Tenaga kerja Indonesia. - Bisnis Indonesia/Rachman
26 Februari 2019 13:15 WIB Rahmat Jiwandono Gunungkidul Share :

Harianjogja.com, GUNUNGKIDUL—Tingkat pengangguran di Gunungkidul bersifat fluktatif. Saat masa atau masa tanam seperti sekarang ini, jumlah pengangguran menurun.

Data Badan Pusat Statistik (BPS) Gunungkidul menyebutkan pada 2017 jumlah pengangguran terbuka berjumlah 7.085 orang, dengan 3.223 orang di antaranya merupakan lulusan sekolah menengah kejuruan (SMK). Pada 2018, jumlah pengganguran tercatat sebanyak 9.249 orang, atau naik sebanyak 2.164 orang dibanding 2017.

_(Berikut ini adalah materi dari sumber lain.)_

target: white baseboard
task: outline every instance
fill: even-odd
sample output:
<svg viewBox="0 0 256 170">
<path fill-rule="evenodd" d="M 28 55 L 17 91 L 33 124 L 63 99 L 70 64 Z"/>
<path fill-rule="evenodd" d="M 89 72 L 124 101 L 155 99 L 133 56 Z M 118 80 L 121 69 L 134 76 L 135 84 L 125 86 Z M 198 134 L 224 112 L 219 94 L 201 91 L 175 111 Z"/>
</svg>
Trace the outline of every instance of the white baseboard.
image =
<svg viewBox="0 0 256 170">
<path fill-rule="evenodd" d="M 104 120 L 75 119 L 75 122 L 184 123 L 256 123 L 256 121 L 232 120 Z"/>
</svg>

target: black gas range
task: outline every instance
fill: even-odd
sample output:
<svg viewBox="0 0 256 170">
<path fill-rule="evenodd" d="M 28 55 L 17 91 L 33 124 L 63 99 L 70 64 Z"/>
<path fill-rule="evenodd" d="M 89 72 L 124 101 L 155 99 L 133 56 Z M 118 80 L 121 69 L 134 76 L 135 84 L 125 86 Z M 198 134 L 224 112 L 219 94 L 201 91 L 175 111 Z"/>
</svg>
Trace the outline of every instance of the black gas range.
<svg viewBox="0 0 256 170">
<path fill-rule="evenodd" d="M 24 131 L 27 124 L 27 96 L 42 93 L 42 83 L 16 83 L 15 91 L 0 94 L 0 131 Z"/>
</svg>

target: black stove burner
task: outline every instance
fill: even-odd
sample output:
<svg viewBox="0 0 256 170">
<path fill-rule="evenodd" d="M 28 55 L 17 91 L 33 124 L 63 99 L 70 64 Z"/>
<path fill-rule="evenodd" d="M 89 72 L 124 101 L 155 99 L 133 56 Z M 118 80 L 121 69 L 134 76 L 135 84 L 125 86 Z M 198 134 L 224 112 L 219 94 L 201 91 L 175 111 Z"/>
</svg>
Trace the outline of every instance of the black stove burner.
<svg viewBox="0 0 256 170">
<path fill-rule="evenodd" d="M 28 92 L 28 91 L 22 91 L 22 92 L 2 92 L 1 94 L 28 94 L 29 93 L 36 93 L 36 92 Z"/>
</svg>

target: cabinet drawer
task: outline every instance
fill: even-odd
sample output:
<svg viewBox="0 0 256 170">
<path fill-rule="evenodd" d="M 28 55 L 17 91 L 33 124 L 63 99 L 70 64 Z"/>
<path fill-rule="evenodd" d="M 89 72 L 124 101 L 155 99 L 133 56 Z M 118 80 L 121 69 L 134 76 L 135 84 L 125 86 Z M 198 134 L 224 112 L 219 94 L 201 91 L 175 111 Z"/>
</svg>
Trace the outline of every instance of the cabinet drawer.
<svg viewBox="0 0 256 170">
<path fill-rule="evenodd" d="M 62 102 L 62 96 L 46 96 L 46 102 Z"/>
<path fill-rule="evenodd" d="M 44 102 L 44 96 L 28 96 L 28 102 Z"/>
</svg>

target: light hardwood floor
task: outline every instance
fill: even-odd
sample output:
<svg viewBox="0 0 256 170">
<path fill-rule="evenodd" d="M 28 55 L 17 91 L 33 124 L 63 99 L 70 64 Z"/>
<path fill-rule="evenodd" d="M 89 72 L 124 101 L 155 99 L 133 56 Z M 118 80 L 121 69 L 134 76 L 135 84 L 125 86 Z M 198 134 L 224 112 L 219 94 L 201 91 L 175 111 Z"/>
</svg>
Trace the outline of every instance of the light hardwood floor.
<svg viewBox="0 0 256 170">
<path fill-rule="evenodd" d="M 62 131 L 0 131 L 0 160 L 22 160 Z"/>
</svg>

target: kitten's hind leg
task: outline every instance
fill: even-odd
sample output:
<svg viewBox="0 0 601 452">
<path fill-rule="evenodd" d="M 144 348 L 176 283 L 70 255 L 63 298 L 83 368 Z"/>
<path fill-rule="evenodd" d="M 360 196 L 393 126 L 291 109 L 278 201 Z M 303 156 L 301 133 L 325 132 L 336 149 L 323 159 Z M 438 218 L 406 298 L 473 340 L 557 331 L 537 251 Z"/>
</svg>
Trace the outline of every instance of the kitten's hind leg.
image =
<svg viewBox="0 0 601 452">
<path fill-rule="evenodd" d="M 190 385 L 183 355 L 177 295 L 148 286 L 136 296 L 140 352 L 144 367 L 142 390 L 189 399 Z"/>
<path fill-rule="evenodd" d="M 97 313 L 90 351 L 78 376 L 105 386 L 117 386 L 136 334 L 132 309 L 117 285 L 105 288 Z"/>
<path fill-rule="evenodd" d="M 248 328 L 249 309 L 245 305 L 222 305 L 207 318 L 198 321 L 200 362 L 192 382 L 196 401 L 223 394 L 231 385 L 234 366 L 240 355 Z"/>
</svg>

Kepala Seksi (Kasi) Statistik Sosial BPS Gunungkidul, Paulus Hendri Laksono, mengatakan tingkat pengangguran terbuka dari 100 orang usia bekerja, ada dua orang yang tidak bekerja. Menurutnya tingkat pengangguran di Bumi Handayani menduduki peringkat kedua se-DIY setelah Kulonprogo. “Jika dihitung secara nasional meskipun peringkat dua se-DIY, kategori pengangguran di Gunungkidul masih rendah,” ujar Hendri saat ditemui Senin (25/2/2019).

Hendri menjelaskan saat musim panen tiba seperti saat sekarang ini, angka pengangguran cenderung rendah. Hal ini terjadi lantaran banyak dari mereka yang membantu orang tua bekerja di ladang atau menanam komoditas pertanian milik sendiri. “Saat menunggu panen, jumlah pengangguran naik lagi,” katanya.

Sekretaris Dinas (Sekdin) Tenaga Kerja dan Transmigrasi (Disnakertrans) Gunungkidul, Gatot Imam Suroyo, membenarkan jika jumlah pengangguran di Gunungkidul sangat tergantung pada masa panen tanaman pertanian. Di saat menunggu panen Disnakertrans berupaya memberdayakan orang-orang yang belum bekerja. “Tahun ini kami mengadakan program padat karya infrastruktur berupa pembangunan jalan di delapan desa,” kata Gatot, Senin.

Menurut Gatot program padat karya merupakan program substitusi. Untuk Kabupaten Gunungkidul biasanya padat karya dilakukan selama 18 hari. “Yang jelas mereka mendapat upah,” kata dia.

Di sisi lain, Disnakertrans Gunungkidul mempunyai Lembaga Pelatihan Kerja (LPK), serta Balai Latihan Kerja (BLK) yang mengajarkan dan memberikan keterampilan kerja, khususnya untuk siswa SMK.